We SHOULD be smart enough to look beyond profiling, but in reality we are not, and so we continue to do it, institutionally, on a daily basis. This one case is getting a lot of attention, but it happens every day in schools, workplaces, churches, city halls and everywhere else. Until we truly ascend from the present self-deluded cesspool of thinking we are better than we really are nothing will change.
Yes, people need to be aware of what they say (although I, for one, am very glad you are not part of our legal system). Screaming "fire" in a crowded theater, for example. Is a punishable crime because of the dangers and panic it causes. If the Facebook threat was true (they can't even prove that beyond a photo of a screen which may or may not have been altered), there should be some form of punishment.
Yes there was cause for concern.. His confirmed posts can be read as a cry for help. That is worrisome. Was prison the right "help?"
In this case, does the punishment does fit the crime? No. What did Texas just do? Sending someone to jail doesn't make them in to a better person or correct anything.. It is supposed to be a way for a person to "pay their debt to society." What debt did he owe at this point?
It makes one question: Did someone profit off of this (like the scandal in Florida where the judge was getting kickbacks from sending people to the privatized prison system?)
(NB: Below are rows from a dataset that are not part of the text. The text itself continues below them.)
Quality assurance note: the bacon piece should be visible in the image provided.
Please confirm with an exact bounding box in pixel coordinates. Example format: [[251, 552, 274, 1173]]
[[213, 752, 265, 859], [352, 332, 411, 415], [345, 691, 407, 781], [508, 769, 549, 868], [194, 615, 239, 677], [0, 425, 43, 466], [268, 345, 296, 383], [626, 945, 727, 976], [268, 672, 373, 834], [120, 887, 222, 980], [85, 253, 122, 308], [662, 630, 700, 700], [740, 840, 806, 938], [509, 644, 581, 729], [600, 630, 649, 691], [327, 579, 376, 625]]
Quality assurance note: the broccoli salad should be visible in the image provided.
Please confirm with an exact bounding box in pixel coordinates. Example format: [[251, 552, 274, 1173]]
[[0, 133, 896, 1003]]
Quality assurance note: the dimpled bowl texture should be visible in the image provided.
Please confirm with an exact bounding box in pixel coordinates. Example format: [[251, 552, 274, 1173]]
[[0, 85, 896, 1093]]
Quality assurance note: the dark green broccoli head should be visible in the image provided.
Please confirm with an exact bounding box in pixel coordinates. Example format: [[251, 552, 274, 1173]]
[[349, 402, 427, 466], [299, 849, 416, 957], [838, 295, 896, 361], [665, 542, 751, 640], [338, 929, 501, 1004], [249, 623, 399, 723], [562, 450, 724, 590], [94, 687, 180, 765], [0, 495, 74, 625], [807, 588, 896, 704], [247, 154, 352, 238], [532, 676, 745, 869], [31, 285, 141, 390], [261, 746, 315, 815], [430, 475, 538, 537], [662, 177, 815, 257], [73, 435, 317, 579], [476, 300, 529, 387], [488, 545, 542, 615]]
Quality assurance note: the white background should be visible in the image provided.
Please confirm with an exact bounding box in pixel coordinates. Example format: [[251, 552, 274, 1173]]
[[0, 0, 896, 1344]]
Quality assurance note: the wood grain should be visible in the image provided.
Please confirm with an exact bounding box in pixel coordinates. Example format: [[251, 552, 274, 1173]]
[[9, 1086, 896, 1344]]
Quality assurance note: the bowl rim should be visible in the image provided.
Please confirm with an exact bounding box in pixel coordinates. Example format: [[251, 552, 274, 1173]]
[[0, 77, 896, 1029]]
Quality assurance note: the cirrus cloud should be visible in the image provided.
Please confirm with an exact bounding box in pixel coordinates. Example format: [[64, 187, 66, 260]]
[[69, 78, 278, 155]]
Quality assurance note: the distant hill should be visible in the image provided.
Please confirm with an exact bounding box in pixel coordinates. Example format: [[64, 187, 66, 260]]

Remember Stanley Marcus and his dumber-than-a-box-of-rocks bit about "Upee", his friend from Mars? I met Stanley Marcus: A heck of a nice man. He had the best smile ever--as did Maya Angelou, although when I met her in the basement (I used to keep "I Know Why The Caged Bird Sings", her wonderful poetry collection behind my desk at the Dallas Public Library and would read one poem a day to get started with a little inspiration), but then of course is the weapons manufacturing industry and the contempt of the South's white supremacist spoiled baby makers.
So sorry they had to go "on manipulate" the way they have.
I will remain happy, but I do hope someone does get hung for what has happened.
To throw in a hypothetical, Simon Gruber in Die Hard with a Vengeance would have been found guilty of making a terroristic threat, even though he never mentioned the specific school the (fake) bomb was located in.
@richardLB in order for the facebook comment to be a threat. it had to be specific, i.e. mention THE school about to be attacked, AND made known to the people in that school, rather than to few complete anonymous strangers across the globe. I don't think that somebody who understands English can take the phrase "sure, I will shoot a school" as a threat.
I hate to break it to you, but they don't have it. At least, they claim not to have it - that Facebook wouldn't turn it over. Which is believable as they probably couldn't get a warrant for it. If they do have it, then they are lying and suppressing potentially exculpatory evidence. And if the feds do get involved in this, it will much more likely be to investigate the police agencies rather than to prosecute this kid over protected speech.
You really should read the article before you try to school someone else.
@richardLB I hate to break it to you people who are ignorant about the technical world, but the legal authorities can most certainly prove exactly where the posts and photos came from - PRECISELY. Every on-line communication comes embedded with all sorts of logistical information, including the originating IP address of the computer from which it was sent, and that IP address can be traced to a specific physical address on a specific street in a specific city and state.
If you think you are anonymous on-line, then you are a complete fool! Spoofing and hacking may fool you, but it will not fool the FBI (or other intelligence agency) very long.